PDA

View Full Version : S3 DeltaChrome - bidirectional depth & color buffers ??



MZ
01-15-2003, 08:06 AM
Finally, DeltaChrome’s pixel shaders feature bi-directional Z and color buffers. Standard DirectX 9 pixel shaders utilize unidirectional color and Z buffers. This allows the color and Z buffers to send or receive data from the pixel shaders.
(from FiringSquad (http://firingsquad.gamers.com/hardware/s3_deltachrome/page4.asp) )

This sounds like they want to implement ability to read-and-modify fragment's underlying framebuffer contents in fragment program - just like it is defined in GL2 shading language (readable gl_FBColor, gl_FBDepth, ...).

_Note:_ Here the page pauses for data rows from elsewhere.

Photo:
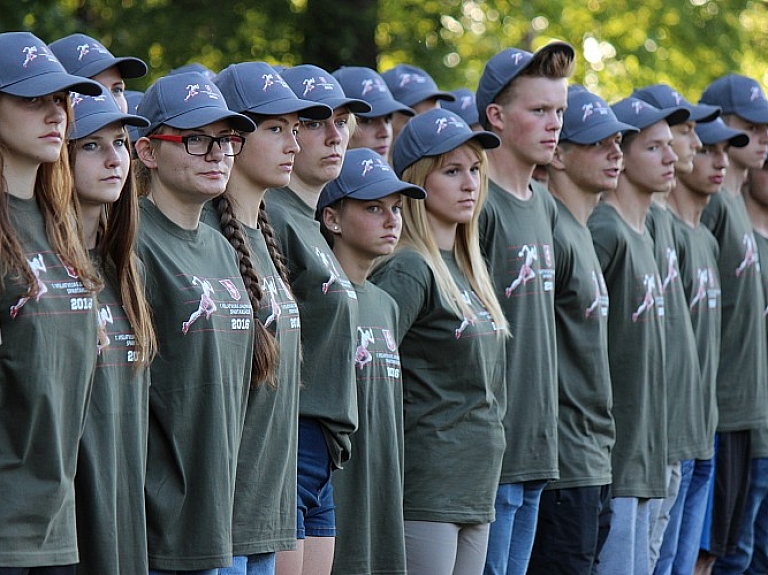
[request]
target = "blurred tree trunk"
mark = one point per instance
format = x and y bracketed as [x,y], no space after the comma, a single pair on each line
[339,33]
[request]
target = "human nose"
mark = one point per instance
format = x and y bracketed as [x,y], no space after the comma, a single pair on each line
[332,133]
[670,156]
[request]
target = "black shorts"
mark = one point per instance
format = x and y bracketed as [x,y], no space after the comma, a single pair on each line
[729,493]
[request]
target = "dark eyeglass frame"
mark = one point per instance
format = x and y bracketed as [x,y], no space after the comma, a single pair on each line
[234,138]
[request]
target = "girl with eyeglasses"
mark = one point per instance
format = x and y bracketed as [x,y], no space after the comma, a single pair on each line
[203,320]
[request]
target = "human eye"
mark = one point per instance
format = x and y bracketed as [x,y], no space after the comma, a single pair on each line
[197,139]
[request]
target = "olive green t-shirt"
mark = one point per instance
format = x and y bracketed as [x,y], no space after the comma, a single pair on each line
[453,395]
[685,413]
[197,401]
[586,430]
[328,309]
[516,239]
[109,485]
[742,377]
[701,283]
[265,486]
[635,355]
[759,437]
[368,492]
[48,351]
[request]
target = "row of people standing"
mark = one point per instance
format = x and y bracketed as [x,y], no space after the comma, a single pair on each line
[466,506]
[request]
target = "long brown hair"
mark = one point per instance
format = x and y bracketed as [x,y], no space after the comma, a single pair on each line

This would make programmable blending, depth test and polygon offset (or even stencil test/op.).

What do you think about possible applications of the feature ?


[This message has been edited by MZ (edited 01-15-2003).]

dorbie
01-15-2003, 11:56 AM
It makes it a lot easier to create arbitrarily complex multipass shaders & break large shaders into simpler multipass shaders IMHO. I mentioned this in a shader laguage thread a long time ago. I think the name 'bidirectional' is unfortunate.

Humus
01-15-2003, 03:49 PM
Yeah, this sounds like the thing for the future. It should solve the blending on float buffer problem, plus of course that it adds loads of flexibility.

tarantula
01-16-2003, 02:16 PM
That's cool! Will the reading back be fast enough? The 3dlabs GL2 whitepaper said that reading back might be very slow with gl_FB* , I didn't expect it to implemented so soon http://www.opengl.org/discussion_boards/ubb/biggrin.gif.

jwatte
01-16-2003, 06:23 PM
It sounds like it would make things run really slow, to me. Perhaps if you tiled your buffer, put it in insanely expensive, close SRAM, and got good locality, you could make it fast enough to be worth it.

davepermen
01-16-2003, 07:10 PM
jwatte, why? it is actually just another texture access.. at the first access to the framebuffer, read it into a register (a tex instruction, if you could use the target buffer as tex), and in the end, just write the resulting color out.

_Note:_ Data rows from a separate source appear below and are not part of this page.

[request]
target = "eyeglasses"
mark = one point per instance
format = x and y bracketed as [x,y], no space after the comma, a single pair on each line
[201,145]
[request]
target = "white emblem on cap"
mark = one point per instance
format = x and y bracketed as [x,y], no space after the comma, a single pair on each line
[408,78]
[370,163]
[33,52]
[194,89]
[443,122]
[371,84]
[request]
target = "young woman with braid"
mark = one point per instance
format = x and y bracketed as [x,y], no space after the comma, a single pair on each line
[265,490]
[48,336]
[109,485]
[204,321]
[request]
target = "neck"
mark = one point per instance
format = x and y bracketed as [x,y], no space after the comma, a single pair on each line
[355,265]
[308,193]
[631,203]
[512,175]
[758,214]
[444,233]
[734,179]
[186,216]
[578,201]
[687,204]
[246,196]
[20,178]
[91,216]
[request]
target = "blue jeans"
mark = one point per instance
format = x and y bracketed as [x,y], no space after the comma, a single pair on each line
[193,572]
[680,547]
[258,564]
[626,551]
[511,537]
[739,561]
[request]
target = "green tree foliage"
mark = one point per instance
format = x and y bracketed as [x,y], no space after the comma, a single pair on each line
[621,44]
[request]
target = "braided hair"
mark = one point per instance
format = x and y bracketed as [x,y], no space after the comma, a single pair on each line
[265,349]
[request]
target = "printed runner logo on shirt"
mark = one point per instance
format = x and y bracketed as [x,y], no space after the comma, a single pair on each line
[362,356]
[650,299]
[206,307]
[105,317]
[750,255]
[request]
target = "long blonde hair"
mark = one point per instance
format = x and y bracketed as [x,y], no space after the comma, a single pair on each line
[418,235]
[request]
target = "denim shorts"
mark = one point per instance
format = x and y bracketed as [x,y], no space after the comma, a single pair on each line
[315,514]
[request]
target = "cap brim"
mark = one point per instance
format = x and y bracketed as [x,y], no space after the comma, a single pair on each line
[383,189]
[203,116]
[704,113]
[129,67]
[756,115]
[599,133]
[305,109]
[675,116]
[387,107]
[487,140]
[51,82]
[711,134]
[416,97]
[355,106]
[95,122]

it _is_ a performance drop, but it should not be more a performance drop than accessing a texture.

anyone has a reason why it should?

cass
01-16-2003, 08:28 PM
GPUs are pipelines, so there are almost certainly more fragments between the one you're shading and the frame buffer. If any of those other fragments will update the framebuffer location you want to read, you have a hazzard.

That's the basic problem. It's not as simple as just treating the framebuffer as a texture.

Thanks -
Cass

tarantula
01-16-2003, 09:30 PM
I thought a texture unit has some texture cache so this would make frame buffer reading slower than a texel fetch unless some caching is used for the frame buffer. Is this right?
At most how many fragments do you think will be in the pipeline below a fragment that's being shaded? What I want to know is will it fine most of the times? 'Coz how often will two fragments belonging to the same position on the screen are placed one after the other in the fragment FIFO queue. So the worst case rarely occurs and that the average performance will be good enough.

davepermen
01-16-2003, 10:03 PM
Originally posted by cass:

GPUs are pipelines, so there are almost certainly more fragments between the one you're shading and the frame buffer. If any of those other fragments will update the framebuffer location you want to read, you have a hazzard.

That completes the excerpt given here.